This repository contains the implementation and inference pipeline for the Paligemma-3B model, reproduced using PyTorch. Pre-trained weights of the model are utilized to enable efficient and accurate inference.
Paligemma-3B is a Vision Language Model(VLM) by Google designed for Image-text to text tasks. This repository provides a PyTorch implementation of the model along with pre-trained weights to facilitate inference.
- Model Implementation: A faithful reproduction of the Paligemma-3B model in PyTorch.
- Pre-trained Weights: Utilizes pre-trained weights for accurate predictions.
- Inference Pipeline: Includes a streamlined pipeline for performing inference with minimal setup.

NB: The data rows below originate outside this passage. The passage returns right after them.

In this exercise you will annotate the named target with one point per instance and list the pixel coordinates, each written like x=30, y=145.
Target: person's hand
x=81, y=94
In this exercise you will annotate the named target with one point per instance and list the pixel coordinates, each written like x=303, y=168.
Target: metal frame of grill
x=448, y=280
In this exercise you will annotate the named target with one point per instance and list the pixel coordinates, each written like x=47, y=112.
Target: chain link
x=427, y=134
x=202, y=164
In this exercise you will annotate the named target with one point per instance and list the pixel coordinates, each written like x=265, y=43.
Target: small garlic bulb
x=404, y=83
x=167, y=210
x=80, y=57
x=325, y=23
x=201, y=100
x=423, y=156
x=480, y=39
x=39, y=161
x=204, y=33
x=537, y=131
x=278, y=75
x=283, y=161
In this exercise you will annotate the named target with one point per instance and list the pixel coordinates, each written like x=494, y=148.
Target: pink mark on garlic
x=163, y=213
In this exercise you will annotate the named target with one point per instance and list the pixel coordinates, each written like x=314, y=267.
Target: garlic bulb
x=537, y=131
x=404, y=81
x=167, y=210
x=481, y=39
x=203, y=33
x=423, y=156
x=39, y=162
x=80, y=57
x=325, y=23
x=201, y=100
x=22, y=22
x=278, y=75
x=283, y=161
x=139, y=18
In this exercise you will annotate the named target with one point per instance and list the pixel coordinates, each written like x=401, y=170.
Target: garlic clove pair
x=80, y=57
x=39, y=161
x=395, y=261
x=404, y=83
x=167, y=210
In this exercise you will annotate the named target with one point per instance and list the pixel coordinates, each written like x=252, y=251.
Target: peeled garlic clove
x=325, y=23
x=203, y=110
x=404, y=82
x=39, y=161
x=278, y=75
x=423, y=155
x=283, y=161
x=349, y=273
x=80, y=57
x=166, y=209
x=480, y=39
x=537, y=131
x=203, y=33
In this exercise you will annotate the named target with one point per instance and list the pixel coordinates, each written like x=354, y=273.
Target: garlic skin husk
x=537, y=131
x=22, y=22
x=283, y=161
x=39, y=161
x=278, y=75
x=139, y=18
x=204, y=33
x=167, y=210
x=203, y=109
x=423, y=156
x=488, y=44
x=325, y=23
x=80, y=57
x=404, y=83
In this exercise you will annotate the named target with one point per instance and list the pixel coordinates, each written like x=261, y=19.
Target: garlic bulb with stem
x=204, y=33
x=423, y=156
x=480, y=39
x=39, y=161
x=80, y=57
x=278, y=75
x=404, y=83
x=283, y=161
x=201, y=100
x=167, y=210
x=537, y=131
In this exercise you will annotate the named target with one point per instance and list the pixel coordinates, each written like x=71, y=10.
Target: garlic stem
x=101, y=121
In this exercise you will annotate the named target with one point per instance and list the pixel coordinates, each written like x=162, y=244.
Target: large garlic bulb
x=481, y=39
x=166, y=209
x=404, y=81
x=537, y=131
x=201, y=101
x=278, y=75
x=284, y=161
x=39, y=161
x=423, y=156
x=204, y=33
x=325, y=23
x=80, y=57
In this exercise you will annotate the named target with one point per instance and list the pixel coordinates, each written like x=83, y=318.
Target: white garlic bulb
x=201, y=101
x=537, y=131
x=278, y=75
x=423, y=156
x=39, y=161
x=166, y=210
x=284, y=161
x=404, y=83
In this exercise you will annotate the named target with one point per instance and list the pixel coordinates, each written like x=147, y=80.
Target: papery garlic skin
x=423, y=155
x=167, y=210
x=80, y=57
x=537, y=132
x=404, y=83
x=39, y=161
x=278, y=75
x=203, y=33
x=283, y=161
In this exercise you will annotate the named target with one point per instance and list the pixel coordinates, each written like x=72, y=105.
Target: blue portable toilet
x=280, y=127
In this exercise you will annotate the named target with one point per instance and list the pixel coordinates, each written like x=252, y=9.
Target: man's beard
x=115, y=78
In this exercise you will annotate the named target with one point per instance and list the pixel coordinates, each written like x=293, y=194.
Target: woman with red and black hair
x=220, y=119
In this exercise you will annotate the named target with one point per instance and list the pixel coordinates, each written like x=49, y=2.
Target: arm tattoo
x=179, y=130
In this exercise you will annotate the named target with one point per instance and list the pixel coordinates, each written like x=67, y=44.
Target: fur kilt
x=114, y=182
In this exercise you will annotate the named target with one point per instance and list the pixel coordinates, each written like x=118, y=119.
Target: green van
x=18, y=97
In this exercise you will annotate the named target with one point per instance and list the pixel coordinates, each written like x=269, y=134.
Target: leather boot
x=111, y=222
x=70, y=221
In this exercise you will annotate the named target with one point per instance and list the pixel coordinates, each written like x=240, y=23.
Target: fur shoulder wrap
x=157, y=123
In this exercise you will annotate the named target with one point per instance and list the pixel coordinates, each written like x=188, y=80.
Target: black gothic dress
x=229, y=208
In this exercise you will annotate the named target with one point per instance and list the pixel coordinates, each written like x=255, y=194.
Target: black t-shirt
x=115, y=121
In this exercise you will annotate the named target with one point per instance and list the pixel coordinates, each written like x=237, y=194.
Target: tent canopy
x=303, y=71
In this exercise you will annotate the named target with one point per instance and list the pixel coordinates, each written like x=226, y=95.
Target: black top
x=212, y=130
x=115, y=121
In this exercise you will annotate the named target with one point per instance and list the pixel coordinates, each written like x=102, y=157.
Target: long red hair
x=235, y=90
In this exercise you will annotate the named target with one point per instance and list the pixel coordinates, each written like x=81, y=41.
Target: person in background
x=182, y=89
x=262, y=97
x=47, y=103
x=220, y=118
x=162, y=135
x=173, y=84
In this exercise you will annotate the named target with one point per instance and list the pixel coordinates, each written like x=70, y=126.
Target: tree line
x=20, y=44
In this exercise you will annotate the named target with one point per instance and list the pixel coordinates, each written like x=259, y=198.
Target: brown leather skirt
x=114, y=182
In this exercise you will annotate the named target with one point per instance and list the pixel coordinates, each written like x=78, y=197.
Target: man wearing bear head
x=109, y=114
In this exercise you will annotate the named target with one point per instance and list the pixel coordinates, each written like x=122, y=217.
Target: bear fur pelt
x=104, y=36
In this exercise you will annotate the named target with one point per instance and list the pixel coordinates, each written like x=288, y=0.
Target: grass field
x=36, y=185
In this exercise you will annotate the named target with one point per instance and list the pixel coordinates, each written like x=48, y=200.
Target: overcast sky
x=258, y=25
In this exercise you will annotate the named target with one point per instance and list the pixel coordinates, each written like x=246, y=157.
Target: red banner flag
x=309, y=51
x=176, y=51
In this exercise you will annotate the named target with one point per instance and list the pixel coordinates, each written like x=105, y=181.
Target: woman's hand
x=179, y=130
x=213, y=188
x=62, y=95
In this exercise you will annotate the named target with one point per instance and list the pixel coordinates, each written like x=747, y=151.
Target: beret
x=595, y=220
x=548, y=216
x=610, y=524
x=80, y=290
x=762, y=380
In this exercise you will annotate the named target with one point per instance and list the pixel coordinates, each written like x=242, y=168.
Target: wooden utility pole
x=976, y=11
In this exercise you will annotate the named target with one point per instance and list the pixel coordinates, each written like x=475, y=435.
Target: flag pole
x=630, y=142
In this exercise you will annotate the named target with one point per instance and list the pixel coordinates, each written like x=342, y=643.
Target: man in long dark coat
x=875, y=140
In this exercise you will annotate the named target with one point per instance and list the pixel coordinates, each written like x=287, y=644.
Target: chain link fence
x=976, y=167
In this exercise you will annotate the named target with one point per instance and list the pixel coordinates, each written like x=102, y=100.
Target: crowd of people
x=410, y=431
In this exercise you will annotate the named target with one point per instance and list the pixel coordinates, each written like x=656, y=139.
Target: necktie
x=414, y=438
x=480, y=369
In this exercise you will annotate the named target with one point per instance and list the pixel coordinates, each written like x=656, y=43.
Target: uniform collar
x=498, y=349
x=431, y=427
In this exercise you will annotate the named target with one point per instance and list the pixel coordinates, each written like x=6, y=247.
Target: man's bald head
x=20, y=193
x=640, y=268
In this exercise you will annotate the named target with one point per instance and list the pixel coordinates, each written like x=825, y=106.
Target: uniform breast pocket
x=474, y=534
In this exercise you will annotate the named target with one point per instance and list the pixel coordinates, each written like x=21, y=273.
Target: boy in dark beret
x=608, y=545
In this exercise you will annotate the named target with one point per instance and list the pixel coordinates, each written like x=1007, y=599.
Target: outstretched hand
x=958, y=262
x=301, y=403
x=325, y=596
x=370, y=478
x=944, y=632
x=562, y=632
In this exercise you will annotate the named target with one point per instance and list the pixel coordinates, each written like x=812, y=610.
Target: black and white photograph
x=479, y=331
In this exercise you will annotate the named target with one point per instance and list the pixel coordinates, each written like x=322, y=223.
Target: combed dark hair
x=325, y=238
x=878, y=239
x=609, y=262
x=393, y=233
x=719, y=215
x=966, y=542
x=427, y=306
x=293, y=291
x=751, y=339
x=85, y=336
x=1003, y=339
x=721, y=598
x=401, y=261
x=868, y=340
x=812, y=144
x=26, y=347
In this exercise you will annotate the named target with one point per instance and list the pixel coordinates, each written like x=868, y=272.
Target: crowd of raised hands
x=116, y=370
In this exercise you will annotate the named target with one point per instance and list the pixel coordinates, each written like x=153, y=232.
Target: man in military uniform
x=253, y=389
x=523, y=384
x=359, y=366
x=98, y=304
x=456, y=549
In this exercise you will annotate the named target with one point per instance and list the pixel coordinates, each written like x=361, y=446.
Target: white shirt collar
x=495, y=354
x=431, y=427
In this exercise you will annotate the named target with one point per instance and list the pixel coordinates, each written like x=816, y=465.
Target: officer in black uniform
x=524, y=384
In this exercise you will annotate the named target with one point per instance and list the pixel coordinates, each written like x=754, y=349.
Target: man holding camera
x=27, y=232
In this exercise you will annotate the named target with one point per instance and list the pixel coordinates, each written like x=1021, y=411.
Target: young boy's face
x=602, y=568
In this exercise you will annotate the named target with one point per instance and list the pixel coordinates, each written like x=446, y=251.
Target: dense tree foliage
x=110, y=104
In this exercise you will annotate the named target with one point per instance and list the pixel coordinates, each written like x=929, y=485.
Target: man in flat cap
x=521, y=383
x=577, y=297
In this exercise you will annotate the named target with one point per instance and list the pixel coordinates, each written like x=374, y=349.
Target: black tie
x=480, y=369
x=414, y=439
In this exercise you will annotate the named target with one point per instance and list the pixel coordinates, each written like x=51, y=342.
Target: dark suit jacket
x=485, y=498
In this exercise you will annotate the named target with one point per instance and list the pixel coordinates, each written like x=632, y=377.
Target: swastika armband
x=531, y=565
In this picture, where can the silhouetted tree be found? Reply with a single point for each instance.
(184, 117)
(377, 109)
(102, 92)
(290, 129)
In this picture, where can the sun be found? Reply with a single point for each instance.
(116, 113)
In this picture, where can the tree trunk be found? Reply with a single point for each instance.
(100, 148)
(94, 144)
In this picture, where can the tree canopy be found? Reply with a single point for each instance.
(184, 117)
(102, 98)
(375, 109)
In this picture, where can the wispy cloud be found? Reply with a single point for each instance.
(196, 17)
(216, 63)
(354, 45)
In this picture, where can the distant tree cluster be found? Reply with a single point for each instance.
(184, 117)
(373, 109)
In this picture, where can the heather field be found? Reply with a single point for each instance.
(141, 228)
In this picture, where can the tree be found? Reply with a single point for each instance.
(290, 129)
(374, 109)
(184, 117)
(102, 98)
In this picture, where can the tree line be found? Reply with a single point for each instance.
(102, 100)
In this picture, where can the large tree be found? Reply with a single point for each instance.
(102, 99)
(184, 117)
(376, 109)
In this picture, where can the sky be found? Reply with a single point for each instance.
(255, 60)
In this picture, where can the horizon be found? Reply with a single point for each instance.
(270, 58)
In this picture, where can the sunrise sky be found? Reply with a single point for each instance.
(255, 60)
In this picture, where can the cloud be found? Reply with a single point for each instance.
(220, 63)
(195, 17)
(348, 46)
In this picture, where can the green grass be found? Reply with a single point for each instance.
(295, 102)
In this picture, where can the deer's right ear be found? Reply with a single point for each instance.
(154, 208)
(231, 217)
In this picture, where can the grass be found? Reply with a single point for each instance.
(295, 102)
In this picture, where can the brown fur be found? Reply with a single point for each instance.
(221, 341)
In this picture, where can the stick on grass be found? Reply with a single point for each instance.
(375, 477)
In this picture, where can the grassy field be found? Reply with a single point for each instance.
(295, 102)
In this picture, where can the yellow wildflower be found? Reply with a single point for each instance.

Before getting started, ensure you have the following:
- Python >= 3.10
- PyTorch >= 2.0
- Additional dependencies listed in
requirement.txt
Install the required packages with:
pip install -r requirement.txt
Clone this repository to your local machine:
git clone https://github.com/ParikshitGehlaut/PaliGemma.git
cd PaliGemma
-
Download Pre-trained Weights: Download model weights from Hugging face and ensure the pre-trained weights for Paligemma-3B are downloaded and placed in the
weights/
directory. -
Run the Inference Script: Use the provided
launch_inference.sh
script to perform inference on your input data.Example:
chmod +x launch_inference.sh ./launch_inference.sh
arguments:
--model_path
: Path to the pre-trained weights.--prompt
: text prompt.--image_file_path
: Path to input image.--max_tokens_to_generate
: maximun length of text output.--temperature
: parameter that controls the randomness of predictions.--top_p
: variables used in the decoding strategies.--do_sample
: boolean variable.--only_cpu
: set to False if GPU is available.
.
├── test_images/ # Input image
├── weights/ # Pre-trained weights
├── inference.py # Script for inference
├── launch_inference.sh # To run inference
├── modeling_gemma.py # PyTorch implementation
├── modeling_siglip.py # PyTorch implementation
├── processing_paligemma.py # PyTorch implementation
├── requirements.txt # Python dependencies
├── README.md # Documentation
├── utils.py # loading hf model
@article{beyer2024paligemma,
title={{PaliGemma: A versatile 3B VLM for transfer}},
author={Lucas Beyer and Andreas Steiner and André Susano Pinto and Alexander Kolesnikov and Xiao Wang and Daniel Salz and Maxim Neumann and Ibrahim Alabdulmohsin and Michael Tschannen and Emanuele Bugliarello and Thomas Unterthiner and Daniel Keysers and Skanda Koppula and Fangyu Liu and Adam Grycner and Alexey Gritsenko and Neil Houlsby and Manoj Kumar and Keran Rong and Julian Eisenschlos and Rishabh Kabra and Matthias Bauer and Matko Bošnjak and Xi Chen and Matthias Minderer and Paul Voigtlaender and Ioana Bica and Ivana Balazevic and Joan Puigcerver and Pinelopi Papalampidi and Olivier Henaff and Xi Xiong and Radu Soricut and Jeremiah Harmsen and Xiaohua Zhai},
year={2024},
journal={arXiv preprint arXiv:2407.07726}
}
Feel free to raise issues or contribute to this repository to improve its functionality.